Moscow-based news agency Interfax quoted an unnamed governmental source as saying that Sakhalin 1 operator Exxon Neftegaz reported an almost three-fold drop in oil output to just over 60,000 barrels per day between 1 and 15 May, compared with the April average.
Oil production at the Gazprom-led Sakhalin 2 project, where Shell is the second largest shareholder, reportedly fell by 2% to about 81,000 bpd in the first half of this month, compared with April.
Official oil and gas data has been lacking in Russia since the invasion of Ukraine as the country’s Energy Ministry has stopped providing updates on either production or exports, citing unspecified technical issues.
The Europen Union, along with the US and other nations, have approved several rounds of sanctions against Russia and its corporations since the invasion started in February.
In April, Exxon Neftegaz reportedly declared force majeure circumstances on oil shipments to international markets due to difficulties in chartering tankers to offload from Russia’s De-Kastri marine export terminal, which is located in the Khabarovsk region opposite Sakhalin island.
Shipowners are reportedly concerned about the consequences of sending their vessels to the region and having issues with arranging insurance coverage.
In contrast, shipments of liquefied natural gas from the Prigorodnoye terminal on the southern shores of Sakhalin Island are understood to be running normally to meet demand from Japanese customers.
“If Japan withdraws from the [Sakhalin 2] project and the concessions are then acquired by Russia or a third country, it could further boost resource prices and benefit Russia, which will not amount to effective sanctions,” Japan’s Minister of Economy, Industry & Trade Koichi Hagiuda was quoted as saying by Reuters.
According to the latest available data from Russia's Energy Ministry, Sakhalin 1 produced at the average rate of 173,000 bpd in January and February, down from an average 227,000 bpd in 2021.
Sakhalin 2’s oil output was reported at 85,000 bpd in the first two months of this year against 81,000 bpd in 2021.

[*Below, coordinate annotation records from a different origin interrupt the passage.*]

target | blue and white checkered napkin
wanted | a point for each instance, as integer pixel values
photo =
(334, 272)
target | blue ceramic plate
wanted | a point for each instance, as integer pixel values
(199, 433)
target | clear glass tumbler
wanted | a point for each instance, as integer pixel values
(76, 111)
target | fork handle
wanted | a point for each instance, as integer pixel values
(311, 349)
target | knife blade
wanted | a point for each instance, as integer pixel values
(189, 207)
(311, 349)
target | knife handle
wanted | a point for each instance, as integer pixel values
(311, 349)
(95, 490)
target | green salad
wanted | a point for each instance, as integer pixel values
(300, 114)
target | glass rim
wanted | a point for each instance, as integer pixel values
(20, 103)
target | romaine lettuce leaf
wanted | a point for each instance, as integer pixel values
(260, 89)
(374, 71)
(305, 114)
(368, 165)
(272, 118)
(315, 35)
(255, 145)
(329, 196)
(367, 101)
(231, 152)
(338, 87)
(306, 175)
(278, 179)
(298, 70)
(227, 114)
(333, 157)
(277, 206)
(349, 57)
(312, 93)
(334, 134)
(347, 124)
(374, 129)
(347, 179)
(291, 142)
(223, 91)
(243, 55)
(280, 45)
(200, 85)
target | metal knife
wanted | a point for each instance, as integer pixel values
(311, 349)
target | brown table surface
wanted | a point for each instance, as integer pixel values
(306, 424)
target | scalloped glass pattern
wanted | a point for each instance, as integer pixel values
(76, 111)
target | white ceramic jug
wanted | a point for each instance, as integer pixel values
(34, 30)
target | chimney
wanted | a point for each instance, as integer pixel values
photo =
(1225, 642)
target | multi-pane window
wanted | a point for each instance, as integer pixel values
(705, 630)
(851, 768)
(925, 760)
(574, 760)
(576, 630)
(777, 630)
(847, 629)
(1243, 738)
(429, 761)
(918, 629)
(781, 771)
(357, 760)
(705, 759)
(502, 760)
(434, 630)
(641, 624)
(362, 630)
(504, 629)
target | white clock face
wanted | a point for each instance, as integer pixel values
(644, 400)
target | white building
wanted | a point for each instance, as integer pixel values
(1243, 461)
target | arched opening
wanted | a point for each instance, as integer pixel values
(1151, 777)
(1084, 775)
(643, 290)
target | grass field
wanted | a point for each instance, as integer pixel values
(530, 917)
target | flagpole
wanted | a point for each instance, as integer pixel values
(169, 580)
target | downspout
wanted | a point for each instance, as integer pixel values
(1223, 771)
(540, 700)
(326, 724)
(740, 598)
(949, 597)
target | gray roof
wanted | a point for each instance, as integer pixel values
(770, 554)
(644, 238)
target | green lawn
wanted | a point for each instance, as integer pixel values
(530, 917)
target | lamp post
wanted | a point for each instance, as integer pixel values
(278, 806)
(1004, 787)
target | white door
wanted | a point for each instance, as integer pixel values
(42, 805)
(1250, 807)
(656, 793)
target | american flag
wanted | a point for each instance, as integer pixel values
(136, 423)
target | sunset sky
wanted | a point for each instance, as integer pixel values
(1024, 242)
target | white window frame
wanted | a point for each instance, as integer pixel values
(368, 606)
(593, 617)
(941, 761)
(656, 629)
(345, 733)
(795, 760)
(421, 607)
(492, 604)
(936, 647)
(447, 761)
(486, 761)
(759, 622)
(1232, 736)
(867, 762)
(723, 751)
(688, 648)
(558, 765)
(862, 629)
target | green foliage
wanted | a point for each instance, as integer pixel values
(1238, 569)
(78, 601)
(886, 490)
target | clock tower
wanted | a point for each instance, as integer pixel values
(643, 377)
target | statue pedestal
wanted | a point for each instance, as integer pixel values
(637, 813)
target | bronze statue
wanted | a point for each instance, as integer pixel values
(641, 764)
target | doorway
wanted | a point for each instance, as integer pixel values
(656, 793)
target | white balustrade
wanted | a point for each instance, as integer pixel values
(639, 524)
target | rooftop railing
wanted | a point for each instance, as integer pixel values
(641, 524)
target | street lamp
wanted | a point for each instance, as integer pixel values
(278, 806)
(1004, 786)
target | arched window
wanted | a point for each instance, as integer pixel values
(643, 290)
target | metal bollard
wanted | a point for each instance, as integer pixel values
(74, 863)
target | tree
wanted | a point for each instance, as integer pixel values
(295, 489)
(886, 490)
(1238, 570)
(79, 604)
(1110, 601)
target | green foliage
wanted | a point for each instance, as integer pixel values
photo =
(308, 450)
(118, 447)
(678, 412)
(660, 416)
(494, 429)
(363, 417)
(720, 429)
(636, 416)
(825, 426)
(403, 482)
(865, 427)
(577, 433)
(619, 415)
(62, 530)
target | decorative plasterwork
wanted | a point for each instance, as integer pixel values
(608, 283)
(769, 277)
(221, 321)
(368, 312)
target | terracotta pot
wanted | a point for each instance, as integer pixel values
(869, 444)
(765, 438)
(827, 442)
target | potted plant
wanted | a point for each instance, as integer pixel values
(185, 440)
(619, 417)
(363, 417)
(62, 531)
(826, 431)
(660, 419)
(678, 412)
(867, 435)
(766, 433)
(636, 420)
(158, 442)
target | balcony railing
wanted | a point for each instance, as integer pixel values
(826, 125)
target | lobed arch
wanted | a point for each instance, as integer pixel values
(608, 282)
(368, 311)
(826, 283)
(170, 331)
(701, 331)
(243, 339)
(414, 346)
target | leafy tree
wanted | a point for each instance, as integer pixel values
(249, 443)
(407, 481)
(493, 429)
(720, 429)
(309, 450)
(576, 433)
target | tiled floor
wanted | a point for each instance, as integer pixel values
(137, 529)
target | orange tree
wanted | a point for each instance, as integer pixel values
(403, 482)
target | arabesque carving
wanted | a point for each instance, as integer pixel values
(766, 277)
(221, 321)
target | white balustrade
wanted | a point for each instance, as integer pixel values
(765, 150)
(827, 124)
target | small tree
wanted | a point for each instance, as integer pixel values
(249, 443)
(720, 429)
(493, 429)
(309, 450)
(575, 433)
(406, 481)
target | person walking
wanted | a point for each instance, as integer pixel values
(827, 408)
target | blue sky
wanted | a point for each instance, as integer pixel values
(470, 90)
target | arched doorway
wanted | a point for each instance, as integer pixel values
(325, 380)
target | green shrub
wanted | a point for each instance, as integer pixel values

Despite the decline in oil exports from the two Sakhalin developments, independent observers quoted by Moscow-based industry monthly InfoTEK, suggested that growth of Russian oil export shipments actually increased from its main sea ports in March and April.
Against February, oil shipments by major state controlled and privately held producers in Russia from the country’s ports of Novorossiysk, Primorsk, Ust-Luga and Kozmino rose by 14% to 2.39 million bpd in March and by another 13% to 2.75 million bpd in April.
Buyers from India and Asia have been reportedly attracted by unprecedented discounts for Russian barrels against international oil benchmarks, making them attractive despite perceived sanctions risks.
With Russian oil export shipments apparently on the rise despite Western efforts to limit them, state pipeline operator Transneft was reported this week to have started to classify a schedule of off-loadings from four ports.